Un’altra tematica parallela, rivelata man mano da numerosi dettagli disseminati lungo il film, che producono senso soltanto alla fine, è data dalla progressiva spoliazione della propria figura da parte del padre, che arriva a essere nudo con un solo lenzuolo addosso, mentre si avvia verso La Mecca. Questo percorso iniziatico è evidenziato maggiormente dal fatto che il pellegrinaggio, qualsiasi esso sia, ha valore in sé e lo desume grazie a questo azzeramento, che non ha bisogno di assorbire gli umori delle città attraversate, che caricherebbero il pellegrino di ulteriori fardelli mondani di cui deve invece imparare a sgravarsi, pertanto sono sufficienti i propri mezzi per raggiungere lo scopo, ossia il viaggio stesso e solo la strada che unisce un punto all’altro del tragitto. Non vengono infatti mostrate città, né il padre permette al figlio di visitare quelle che vorrebbe, a parte Istanbul, di cui viene mostrato solo l’interno della moschea di Santa Sofia, dove il padre si fermerà a pregare.

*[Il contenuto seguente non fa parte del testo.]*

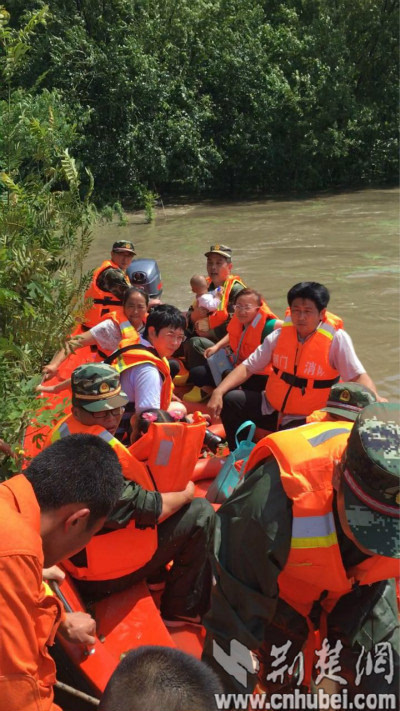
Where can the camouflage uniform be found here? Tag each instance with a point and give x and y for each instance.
(252, 545)
(196, 345)
(114, 280)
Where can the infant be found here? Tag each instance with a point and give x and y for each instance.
(205, 299)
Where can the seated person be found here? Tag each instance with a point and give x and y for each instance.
(146, 529)
(144, 368)
(109, 283)
(161, 679)
(306, 551)
(308, 355)
(219, 267)
(108, 333)
(345, 401)
(251, 322)
(209, 300)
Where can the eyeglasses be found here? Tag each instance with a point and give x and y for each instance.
(246, 309)
(116, 412)
(177, 337)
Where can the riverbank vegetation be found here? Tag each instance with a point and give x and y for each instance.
(45, 217)
(223, 97)
(123, 102)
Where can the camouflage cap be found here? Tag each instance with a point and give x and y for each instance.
(220, 249)
(347, 399)
(371, 479)
(96, 387)
(123, 246)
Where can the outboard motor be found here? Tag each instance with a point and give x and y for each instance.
(145, 274)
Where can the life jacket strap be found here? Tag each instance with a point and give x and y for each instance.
(301, 383)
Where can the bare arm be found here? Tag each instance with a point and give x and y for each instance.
(174, 500)
(86, 339)
(236, 377)
(214, 349)
(364, 379)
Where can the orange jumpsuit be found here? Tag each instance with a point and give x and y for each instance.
(29, 618)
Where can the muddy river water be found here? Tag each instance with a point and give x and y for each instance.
(348, 241)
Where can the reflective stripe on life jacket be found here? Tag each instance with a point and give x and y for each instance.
(139, 354)
(314, 570)
(111, 553)
(103, 301)
(244, 344)
(221, 314)
(302, 375)
(171, 451)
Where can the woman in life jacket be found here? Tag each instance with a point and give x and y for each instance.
(252, 321)
(126, 323)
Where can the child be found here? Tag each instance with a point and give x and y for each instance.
(205, 299)
(209, 300)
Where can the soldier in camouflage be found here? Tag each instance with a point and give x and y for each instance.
(260, 540)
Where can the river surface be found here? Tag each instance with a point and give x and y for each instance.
(348, 241)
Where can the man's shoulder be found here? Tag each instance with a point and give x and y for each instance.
(18, 533)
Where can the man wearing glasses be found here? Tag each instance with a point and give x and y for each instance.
(146, 529)
(145, 367)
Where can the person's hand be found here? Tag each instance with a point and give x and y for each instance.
(189, 491)
(78, 627)
(175, 398)
(6, 449)
(198, 313)
(203, 332)
(49, 371)
(215, 404)
(210, 351)
(53, 573)
(49, 388)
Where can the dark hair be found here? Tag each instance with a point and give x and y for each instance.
(79, 468)
(318, 293)
(160, 678)
(249, 292)
(135, 290)
(164, 316)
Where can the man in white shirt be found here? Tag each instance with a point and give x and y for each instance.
(312, 341)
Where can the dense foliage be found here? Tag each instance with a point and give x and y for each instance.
(45, 234)
(227, 96)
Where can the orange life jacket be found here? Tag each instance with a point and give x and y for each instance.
(139, 354)
(244, 342)
(302, 375)
(112, 553)
(170, 451)
(103, 301)
(306, 457)
(221, 314)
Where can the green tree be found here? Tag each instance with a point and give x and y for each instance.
(45, 218)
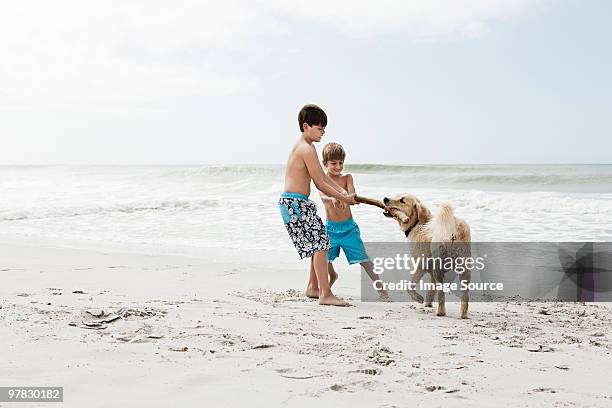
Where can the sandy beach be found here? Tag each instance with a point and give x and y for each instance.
(133, 329)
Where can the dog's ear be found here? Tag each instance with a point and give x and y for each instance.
(424, 213)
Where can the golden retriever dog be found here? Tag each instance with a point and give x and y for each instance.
(442, 235)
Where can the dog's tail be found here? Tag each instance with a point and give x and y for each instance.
(443, 226)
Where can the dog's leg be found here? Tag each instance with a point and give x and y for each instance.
(438, 277)
(465, 296)
(416, 277)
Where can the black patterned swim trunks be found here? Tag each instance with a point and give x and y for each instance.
(304, 226)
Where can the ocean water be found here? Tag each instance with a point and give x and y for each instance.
(235, 206)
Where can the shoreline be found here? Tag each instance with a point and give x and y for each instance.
(145, 329)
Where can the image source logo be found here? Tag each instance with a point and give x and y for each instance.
(491, 271)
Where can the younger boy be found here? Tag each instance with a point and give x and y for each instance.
(343, 231)
(300, 214)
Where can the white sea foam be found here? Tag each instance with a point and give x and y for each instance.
(235, 206)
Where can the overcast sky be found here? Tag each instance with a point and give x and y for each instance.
(210, 82)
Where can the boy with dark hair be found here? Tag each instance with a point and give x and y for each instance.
(342, 230)
(300, 214)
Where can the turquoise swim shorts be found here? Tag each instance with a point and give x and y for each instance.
(345, 235)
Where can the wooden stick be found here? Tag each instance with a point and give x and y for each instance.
(370, 201)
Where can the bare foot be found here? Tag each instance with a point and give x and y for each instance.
(332, 300)
(312, 293)
(333, 276)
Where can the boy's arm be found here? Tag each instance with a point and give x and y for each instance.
(320, 179)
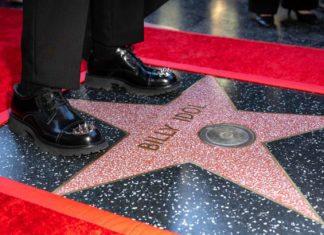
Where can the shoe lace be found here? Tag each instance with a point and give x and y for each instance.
(49, 100)
(129, 50)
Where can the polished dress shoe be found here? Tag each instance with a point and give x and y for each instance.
(308, 18)
(53, 124)
(123, 68)
(265, 20)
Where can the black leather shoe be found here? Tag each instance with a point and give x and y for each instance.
(53, 124)
(265, 20)
(125, 69)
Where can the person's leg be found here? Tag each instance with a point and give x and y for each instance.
(115, 26)
(152, 5)
(52, 42)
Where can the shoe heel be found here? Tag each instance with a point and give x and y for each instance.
(17, 127)
(93, 81)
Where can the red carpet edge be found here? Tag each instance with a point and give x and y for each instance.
(238, 76)
(76, 210)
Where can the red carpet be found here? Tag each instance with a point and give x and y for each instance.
(266, 63)
(260, 62)
(21, 217)
(27, 210)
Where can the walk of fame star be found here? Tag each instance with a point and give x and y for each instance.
(252, 167)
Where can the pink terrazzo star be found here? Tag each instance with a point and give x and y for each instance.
(252, 167)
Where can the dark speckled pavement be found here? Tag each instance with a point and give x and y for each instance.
(273, 186)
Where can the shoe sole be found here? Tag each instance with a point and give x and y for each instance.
(23, 130)
(107, 83)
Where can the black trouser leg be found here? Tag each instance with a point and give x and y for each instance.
(118, 23)
(300, 4)
(264, 6)
(152, 5)
(53, 35)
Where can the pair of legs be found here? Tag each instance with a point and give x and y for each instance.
(266, 9)
(53, 42)
(54, 33)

Incontri on the road tra incroci e strade smarrite

Compare all’improvviso una vecchia, tutta vestita di nero, il suo viso dai lineamenti balcanici è segnato dalla sofferenza e gli occhi severi rivelano uno sguardo duro e per niente socievole: la bloccano per chiedere informazioni, ma l’anziana, anziché rispondere, apre con sicurezza la portiera posteriore e si infila nell’abitacolo, intenzionata a farsi dare un passaggio. Dalla sua bocca esce solo una parola, scambiata per il nome di un presunto paese, mentre la sua mano destra indica una direzione: andare avanti!
Terza tappa
Durante la sosta alla dogana tra la Croazia e la Serbia per l’ennesimo controllo dei documenti, la vecchia sparisce, con la stessa rapidità con cui aveva in precedenza occupato il sedile posteriore, per materializzarsi oltre la frontiera, ritta in mezzo alla strada, decisa a ottenere un nuovo passaggio. Reda non vorrebbe, è infastidito e quasi spaventato da quella presenza inquietante, ma il padre acconsente e i due anziani si lanciano uno sguardo profondo, segnale di un’intesa misteriosa.
Strada facendo finirà per prevalere l’opinione del figlio, intenzionato invece a sbarazzarsi della vecchia con un ingenuo stratagemma: lasciarla seduta al tavolo di una trattoria, raggiungere di corsa l’automobile e partire. Il padre non si opporrà alla sua trovata, ma gli darà il tempo per comprendere che l’anziana l’aveva comunque intuita, infatti, quando i due se la danno a gambe, rimane impassibile a guardarli, comodamente seduta e senza scomporsi. “Che Dio l’aiuti!”, esclamerà Mustafà, guardandola dal finestrino per l’ultima volta.
Quarta tappa
Raggiunta Belgrado, Reda vorrebbe tanto poter telefonare a Lisa dall’apparecchio dell’albergo, fa persino un timido tentativo, ma si accorge di essere costantemente sorvegliato dal padre, i cui imperativi categorici finiscono con l’essere presenti anche quando lui è fuori scena. Come non bastasse il genitore gli nasconde persino la fotografia dell’amata che il ragazzo aveva smarrito sul sedile!
Di fronte all’ennesimo litigio, Reda finisce per trascorrere la nottata in un locale equivoco, bevendo e rimorchiando una ragazza. Scoperto dal padre, che ha ormai fatto la valigia e stabilito di proseguire il viaggio da solo, dovrà scusarsi e andare a recuperarlo per strada.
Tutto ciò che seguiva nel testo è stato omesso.